Corrosion Behavior of Sintered NdFeB Permanent Magnets

"We investigated the electrochemical corrosion behavior of commercial permanent magnetic material (NdFeB alloy) in 0.1 M NaH2PO4 solution (pH:4.75) containing 0 – 1000 ppm of chloride at room temperature (298 K). The material was evaluated in magnetized and demagnetized condition with different surface preparations such as: Ni-Cu-Ni coated, uncoated (bare), and anodized (in fluoride containing ethylene glycol at 60 V for 15 minutes to form a thick nanoporous oxide surface).

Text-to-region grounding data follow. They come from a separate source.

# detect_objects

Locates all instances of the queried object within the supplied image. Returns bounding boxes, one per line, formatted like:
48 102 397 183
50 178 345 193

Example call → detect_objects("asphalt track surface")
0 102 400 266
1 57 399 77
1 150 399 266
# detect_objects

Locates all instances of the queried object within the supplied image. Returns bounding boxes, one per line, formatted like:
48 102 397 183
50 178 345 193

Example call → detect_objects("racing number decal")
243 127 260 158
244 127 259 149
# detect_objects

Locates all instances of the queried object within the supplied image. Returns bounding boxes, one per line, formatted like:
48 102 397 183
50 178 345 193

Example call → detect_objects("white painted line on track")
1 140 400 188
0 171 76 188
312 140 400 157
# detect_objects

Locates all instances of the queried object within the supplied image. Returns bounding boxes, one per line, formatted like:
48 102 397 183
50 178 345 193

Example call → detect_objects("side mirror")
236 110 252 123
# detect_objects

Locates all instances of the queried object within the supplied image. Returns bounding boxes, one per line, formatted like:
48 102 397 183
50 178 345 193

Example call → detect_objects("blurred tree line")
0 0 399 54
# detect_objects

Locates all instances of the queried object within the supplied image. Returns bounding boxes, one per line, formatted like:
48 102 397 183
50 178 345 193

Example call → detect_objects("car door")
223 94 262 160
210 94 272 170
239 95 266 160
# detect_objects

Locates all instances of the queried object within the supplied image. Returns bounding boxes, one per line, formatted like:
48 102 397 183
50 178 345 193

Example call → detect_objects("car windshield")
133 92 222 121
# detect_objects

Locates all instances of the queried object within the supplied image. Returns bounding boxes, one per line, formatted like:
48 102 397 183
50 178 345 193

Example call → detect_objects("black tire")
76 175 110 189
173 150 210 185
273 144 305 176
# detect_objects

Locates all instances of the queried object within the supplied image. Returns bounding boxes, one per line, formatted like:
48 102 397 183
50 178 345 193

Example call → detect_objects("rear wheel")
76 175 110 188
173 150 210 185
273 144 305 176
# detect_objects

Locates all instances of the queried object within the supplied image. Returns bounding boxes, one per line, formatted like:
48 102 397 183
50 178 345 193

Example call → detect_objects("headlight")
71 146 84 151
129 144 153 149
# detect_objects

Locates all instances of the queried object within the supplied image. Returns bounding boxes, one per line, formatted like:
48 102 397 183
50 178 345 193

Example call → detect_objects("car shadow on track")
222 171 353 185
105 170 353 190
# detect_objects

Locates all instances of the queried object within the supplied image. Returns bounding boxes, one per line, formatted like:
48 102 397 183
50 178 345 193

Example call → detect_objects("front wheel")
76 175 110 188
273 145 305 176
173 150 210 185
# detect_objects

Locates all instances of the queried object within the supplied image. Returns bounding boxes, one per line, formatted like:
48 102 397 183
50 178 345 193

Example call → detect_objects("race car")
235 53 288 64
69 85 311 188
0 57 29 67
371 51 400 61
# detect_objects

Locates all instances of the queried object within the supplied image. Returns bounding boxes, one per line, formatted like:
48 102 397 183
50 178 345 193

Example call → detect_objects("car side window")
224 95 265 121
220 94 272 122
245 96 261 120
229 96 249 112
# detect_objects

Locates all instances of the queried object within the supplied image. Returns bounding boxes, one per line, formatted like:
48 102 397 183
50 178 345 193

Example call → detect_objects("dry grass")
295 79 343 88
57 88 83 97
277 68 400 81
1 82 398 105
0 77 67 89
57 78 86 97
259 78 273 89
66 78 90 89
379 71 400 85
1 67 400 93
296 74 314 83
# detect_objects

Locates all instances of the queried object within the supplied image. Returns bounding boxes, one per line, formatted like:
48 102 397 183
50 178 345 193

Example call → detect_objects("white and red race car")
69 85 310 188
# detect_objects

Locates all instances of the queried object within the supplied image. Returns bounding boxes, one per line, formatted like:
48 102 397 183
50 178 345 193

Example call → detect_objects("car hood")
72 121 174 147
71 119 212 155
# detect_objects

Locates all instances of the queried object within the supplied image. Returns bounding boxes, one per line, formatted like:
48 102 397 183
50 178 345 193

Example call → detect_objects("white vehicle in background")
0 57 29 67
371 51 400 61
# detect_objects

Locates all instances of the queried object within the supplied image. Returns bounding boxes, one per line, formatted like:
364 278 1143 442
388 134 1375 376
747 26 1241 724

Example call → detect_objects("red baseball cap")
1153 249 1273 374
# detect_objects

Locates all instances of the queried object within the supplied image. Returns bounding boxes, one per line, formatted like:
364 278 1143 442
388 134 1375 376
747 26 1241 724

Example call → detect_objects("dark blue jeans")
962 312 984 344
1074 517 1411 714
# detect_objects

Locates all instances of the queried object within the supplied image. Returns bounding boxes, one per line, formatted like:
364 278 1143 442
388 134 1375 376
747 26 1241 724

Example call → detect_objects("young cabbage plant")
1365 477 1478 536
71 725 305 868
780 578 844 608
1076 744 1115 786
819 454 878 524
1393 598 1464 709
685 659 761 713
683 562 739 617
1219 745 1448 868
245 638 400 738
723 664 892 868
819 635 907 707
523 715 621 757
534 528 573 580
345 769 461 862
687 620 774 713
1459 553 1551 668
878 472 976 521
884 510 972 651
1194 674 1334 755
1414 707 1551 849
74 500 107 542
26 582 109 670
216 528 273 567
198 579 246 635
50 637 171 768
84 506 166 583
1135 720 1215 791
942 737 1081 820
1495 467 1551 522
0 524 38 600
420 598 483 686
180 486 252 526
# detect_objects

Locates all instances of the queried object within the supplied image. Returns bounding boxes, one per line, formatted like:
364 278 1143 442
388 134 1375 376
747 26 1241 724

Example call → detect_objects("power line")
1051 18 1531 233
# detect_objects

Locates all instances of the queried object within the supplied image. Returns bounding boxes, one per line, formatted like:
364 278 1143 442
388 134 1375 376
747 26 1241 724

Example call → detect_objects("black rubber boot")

The nickel coated magnetic sample showed reasonable pitting corrosion resistance up to 100 ppm chloride addition. The uncoated samples showed passivity in chloride free phosphate solution. Chloride additions caused pitting and the pitting protection potential was equal to the corrosion potential with 100 ppm chloride addition. Demagnetization did not alter the electrochemical polarization. However, the passive film formed on the magnetic sample showed higher charge carrier density than the film formed on the demagnetized sample. INTRODUCTIONSintered NdFeB permanent magnets exhibit excellent magnetic properties such as large energy product [(BH)max > 450 kJ/m3], high saturation magnetization (1.6 Tesla), and high coercivity (1.2 – 2.08 x 106 A/m) (Sugimoto, 2011). However, the NdFeB magnets are prone to corrosion attack because of the presence of Nd-rich intermetallic phases, such as Nd4Fe (Jurczyk & Jakubowicz, 2000). Nd-rich and B-rich intermetallic phases are distributed in a matrix of Nd2Fe14B tetragonal ferromagnetic compound in a permanent magnet. Generally, several types of Nd-rich phases are present in the magnet with Fe:Nd ratios ranging from 1:1.2 to 1:7. The volume fractions of Nd-rich and B-rich (Nd1+xFe4B4 type) phases are about 10% and 7% respectively (Li, Ma, Li, & Wang, 2011) . Among these intermetallic phases, Nd-rich phase has the most active electrochemical potential. Therefore, dissolution of this phase occurs in preference to other phases by galvanic corrosion when exposed to moisture. Since Nd-rich phases are present at the grain boundaries of the Nd2Fe14B matrix, corrosion leads to disintegration of the magnet."